Athlone can lay claim to being the dead center of Ireland by being close enough to the middle of the country and a town without any obvious attractions. Many years ago, when The Boy was about 12, we had a week on the River Shannon on a cruise-boat.  It was a varied and mildly restful adventure up the river from Portumna at the North end of Lough Derg to Athlone at the South end of Lough Ree and back the way we came.  I think the lowest point on the journey was the approach to Athlone when we came round a bend in the river and saw the profile of its several churches . . . across a wasteland of plastic bags and other trash.  The burghers had seen fit to use the riverside callows as the town dump. It spoke of a systemic embrace of self-contempt that wasn't really calculated to boost the river-borne tourist traffic.

So when I was invited to drive 2 hours NW directly after work to have a 'free' dinner in a fancy hotel outside of Athlone, I was somewhat ambivalent.  But I went aNNyway; figuring that, as I was arriving by road after dark and leaving before dawn the next morning I wouldn't have to see whether the inhabitants had developed a more positive image of themselves. I believe the town dump was used some years ago as the foundation for Ireland's least attractive shopping mall. More importantly, I went also to recognise the achievement of an old friend of mine who was co-recipient of a prize for life time contribution to science as a mentor.  It all happened at the annual Science Foundation Ireland jamboree, at which the smart and the successful recipients of SFI grants get to network with each other and listen to policy [the future of Ireland as a technological nation etc.] being thrashed out. Being a humble worker at the coal-face with more teaching hours in a week than some of the SFI grantees have in a calendar year, I had classes until 5pm and missed the actual presentation.  So I missed a tweet-length fragment from The Blob being read out to the assembled boffins as part of the citation to Life-of-mentoring Cliona O'Farrelly. Without a touch of irony, although I am a few years older, I had been one of the people who had cited her as having guided and advised and supported me during my ziggy-zaggy less-than-stellar immersion in science over the last 40+ years. Such feelings of gratitude and such tributes are articulated far too infrequently. Partly this failing is due to laziness and insensitivity but partly to the belief that the obviously successful don't need or heed accolades and congratulations.  But it's just not true - everyone glows when their contributions are acknowledged. Must do it more often.

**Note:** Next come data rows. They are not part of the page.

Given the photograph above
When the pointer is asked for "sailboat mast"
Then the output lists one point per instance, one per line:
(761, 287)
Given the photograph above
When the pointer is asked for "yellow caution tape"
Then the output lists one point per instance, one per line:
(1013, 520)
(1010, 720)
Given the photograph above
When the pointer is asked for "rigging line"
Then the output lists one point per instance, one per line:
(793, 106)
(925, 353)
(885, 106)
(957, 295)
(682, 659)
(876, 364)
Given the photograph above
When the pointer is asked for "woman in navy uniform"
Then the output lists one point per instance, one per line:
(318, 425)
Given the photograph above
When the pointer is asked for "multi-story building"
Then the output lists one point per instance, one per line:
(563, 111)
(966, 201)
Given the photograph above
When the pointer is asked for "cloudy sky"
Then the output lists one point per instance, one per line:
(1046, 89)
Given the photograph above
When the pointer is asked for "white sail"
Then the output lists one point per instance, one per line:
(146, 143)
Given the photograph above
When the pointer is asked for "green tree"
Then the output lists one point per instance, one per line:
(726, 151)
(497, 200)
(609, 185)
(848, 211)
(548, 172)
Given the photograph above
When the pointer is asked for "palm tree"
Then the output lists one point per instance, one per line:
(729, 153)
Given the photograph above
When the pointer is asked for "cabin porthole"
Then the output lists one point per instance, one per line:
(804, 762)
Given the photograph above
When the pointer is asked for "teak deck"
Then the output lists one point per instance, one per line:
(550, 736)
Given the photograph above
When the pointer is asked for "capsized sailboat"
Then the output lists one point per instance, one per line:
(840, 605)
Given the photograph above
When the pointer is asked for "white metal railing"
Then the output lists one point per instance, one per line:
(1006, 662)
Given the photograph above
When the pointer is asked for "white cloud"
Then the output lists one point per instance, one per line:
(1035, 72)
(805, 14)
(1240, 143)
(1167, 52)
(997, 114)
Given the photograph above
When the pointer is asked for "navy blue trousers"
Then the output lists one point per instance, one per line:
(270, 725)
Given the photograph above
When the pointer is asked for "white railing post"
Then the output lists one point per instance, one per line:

I poured into bed at 0100hrs and was woken by the gentle burbling of the central heating in my hotel room five hours later.  I threw down a couple of cups of tea, had a brisk shower and was on my way back to work at 0640.  My return journey started off drizzling in the dark but as the sky lightened and then took colour in the distant East, the rain dried away and I drove though the Irish Midlands at the beginning of another day.  It was just quietly gorgeous - the leafless trees black against the dawn, the tangled hedges, the chill in the air, the little towns still mostly asleep. I was so glad I went.